Background: Glaucoma, particularly open-angle glaucoma (OAG), is a leading cause of irreversible blindness, associated with optic nerve damage, retinal ganglion cell death, and visual field defects. Corneal biomechanical properties and cellular components, such as corneal nerve and keratocyte densities assessed by in vivo confocal microscopy (IVCM), may serve as biomarkers for glaucoma progression. This study aimed to explore the relationship between corneal nerve parameters, keratocyte density, and optical coherence tomography (OCT)-derived retinal nerve fiber layer (RNFL) thickness in primary open-angle glaucoma (POAG) patients and controls.

Methods: This case-control study was conducted at Al-Shifa Trust Eye Hospital, Rawalpindi, Pakistan, from January 2023 to October 2024. It included 26 eyes of 17 glaucoma patients and 28 eyes of 18 age-matched controls. POAG was diagnosed based on elevated intraocular pressure (IOP), optic disc changes, RNFL defects, and visual field abnormalities. Participants underwent full ophthalmic evaluation, including OCT for RNFL thickness, specular microscopy, and corneal confocal microscopy (CCM). Data were analyzed using IBM SPSS Statistics for Windows, Version 26.0 (Released 2019; IBM Corp., Armonk, New York, United States), with Spearman's correlation and linear regression for association analysis.

Results: Anterior stromal keratocyte density was significantly lower in glaucoma patients (436.63±145.44 cells/mm²) compared to controls (546.54±141.20 cells/mm²; p=0.007). No significant difference was found in posterior stromal keratocyte density (p=0.788). Corneal nerve parameters showed a higher nerve fiber length in glaucoma patients (19.25±5.74 mm/mm²), but the difference was not significant (p=0.143). Nerve branch density was significantly higher in glaucoma patients (40.22±23.44 branches/mm²) compared to controls (26.12±10.17 branches/mm²; p=0.054). Specular microscopy revealed significantly lower endothelial cell density in glaucoma patients (2159.8±393.39 cells/mm²) compared to controls (2474.15±272.59 cells/mm²; p=0.002). OCT measurements showed a significantly thinner global RNFL in glaucoma patients (69.79±24.79 µm) compared to controls (98.86±9.04 µm; p<0.001). Spearman's correlation analysis showed that anterior keratocyte density was positively correlated with global (r=0.294; p=0.045), superior (r=0.312; p=0.031), and inferior quadrant RNFL thickness (r=0.285; p=0.049). It was also negatively correlated with central corneal thickness (CCT) (r=-0.367; p=0.039).

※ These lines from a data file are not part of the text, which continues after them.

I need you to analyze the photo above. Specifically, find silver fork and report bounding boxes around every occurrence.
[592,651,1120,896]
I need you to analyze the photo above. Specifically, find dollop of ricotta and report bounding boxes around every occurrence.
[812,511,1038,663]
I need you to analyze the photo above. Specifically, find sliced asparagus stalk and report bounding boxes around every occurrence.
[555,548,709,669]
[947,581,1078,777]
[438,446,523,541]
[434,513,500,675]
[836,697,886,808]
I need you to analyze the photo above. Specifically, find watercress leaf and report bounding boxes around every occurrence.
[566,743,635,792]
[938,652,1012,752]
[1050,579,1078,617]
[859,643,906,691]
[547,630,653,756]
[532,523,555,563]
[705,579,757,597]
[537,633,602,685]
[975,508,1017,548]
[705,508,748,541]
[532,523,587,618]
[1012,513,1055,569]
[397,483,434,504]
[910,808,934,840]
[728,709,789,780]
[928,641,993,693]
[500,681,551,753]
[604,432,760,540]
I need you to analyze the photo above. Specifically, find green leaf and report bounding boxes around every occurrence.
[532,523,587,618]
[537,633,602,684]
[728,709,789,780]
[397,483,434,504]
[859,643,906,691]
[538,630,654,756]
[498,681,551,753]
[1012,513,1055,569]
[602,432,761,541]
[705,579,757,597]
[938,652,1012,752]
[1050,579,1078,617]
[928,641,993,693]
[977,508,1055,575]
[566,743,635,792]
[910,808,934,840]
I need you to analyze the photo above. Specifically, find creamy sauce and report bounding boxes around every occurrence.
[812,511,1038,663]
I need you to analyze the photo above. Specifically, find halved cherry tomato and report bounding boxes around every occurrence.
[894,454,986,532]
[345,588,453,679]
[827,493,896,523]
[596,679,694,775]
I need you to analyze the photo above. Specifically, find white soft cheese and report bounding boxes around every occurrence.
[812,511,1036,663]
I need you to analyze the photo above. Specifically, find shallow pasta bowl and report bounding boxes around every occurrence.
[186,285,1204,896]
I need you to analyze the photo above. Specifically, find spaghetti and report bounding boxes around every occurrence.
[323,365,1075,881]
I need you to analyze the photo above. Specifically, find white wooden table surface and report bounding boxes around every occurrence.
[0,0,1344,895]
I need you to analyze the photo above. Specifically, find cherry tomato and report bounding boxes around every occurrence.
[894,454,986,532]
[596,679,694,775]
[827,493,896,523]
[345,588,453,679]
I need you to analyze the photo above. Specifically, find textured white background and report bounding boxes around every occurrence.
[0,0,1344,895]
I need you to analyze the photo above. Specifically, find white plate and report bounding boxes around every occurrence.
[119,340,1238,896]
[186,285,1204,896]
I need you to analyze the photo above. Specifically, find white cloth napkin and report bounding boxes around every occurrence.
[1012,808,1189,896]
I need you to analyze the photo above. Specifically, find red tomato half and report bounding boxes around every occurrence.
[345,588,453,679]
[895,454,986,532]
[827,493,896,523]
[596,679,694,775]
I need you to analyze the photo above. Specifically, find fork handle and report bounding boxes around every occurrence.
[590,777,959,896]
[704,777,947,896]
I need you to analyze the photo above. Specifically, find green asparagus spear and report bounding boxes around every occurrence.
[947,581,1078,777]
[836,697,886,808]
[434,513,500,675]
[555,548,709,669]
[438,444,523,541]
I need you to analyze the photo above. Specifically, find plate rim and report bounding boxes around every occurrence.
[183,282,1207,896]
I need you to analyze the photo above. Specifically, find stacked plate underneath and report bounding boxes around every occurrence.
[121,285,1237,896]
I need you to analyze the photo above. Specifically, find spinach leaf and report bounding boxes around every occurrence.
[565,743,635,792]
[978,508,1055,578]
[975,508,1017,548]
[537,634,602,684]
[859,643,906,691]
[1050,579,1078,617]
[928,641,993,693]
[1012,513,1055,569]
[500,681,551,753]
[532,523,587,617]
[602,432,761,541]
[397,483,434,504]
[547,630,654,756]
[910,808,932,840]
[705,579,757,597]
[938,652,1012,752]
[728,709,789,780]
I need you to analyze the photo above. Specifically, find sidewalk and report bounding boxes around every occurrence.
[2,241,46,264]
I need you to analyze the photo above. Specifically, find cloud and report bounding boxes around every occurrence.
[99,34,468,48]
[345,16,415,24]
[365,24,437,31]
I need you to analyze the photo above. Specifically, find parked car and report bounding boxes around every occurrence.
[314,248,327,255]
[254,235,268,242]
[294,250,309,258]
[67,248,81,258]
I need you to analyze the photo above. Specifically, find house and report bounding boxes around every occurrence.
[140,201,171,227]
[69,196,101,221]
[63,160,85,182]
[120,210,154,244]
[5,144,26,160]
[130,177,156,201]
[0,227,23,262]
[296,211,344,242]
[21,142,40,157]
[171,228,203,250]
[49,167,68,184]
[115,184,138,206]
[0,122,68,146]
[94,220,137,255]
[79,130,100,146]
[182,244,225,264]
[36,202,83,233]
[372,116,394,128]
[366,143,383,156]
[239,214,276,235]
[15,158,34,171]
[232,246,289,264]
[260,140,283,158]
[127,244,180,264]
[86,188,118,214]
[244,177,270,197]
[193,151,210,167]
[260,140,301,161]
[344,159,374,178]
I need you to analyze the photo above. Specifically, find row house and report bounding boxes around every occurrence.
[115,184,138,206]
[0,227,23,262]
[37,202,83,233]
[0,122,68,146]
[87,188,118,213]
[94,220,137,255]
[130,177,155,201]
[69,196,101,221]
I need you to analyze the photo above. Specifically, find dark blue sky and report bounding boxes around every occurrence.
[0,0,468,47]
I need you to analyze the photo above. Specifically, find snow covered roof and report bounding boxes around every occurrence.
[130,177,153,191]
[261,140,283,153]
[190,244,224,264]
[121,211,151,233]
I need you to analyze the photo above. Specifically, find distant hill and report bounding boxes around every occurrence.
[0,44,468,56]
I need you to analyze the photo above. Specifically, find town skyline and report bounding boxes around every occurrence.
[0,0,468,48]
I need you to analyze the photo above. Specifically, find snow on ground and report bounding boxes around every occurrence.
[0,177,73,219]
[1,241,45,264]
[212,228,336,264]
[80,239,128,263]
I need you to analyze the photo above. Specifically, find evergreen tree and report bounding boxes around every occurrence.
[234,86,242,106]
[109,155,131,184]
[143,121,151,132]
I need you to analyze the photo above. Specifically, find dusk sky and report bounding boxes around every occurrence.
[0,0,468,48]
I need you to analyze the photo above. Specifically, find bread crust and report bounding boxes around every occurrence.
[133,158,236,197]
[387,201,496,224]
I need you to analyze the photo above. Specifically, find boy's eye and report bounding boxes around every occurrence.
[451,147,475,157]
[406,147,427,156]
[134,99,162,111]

In multivariate analysis, the duration of glaucoma was significantly associated with RNFL thickness (p=0.011).

Conclusion: This study found that anterior stromal keratocyte density was positively correlated with RNFL thickness, suggesting a potential link between corneal cellular changes and glaucoma severity. Endothelial cell density was significantly lower in glaucoma patients, which may reflect the disease's impact or the effect of medications on corneal health. While corneal nerve parameters did not show significant differences, these findings highlight the importance of corneal biomechanical properties in glaucoma pathophysiology. Further studies with larger sample sizes and longer follow-up periods are needed to confirm these findings and explore the role of corneal parameters in glaucoma progression.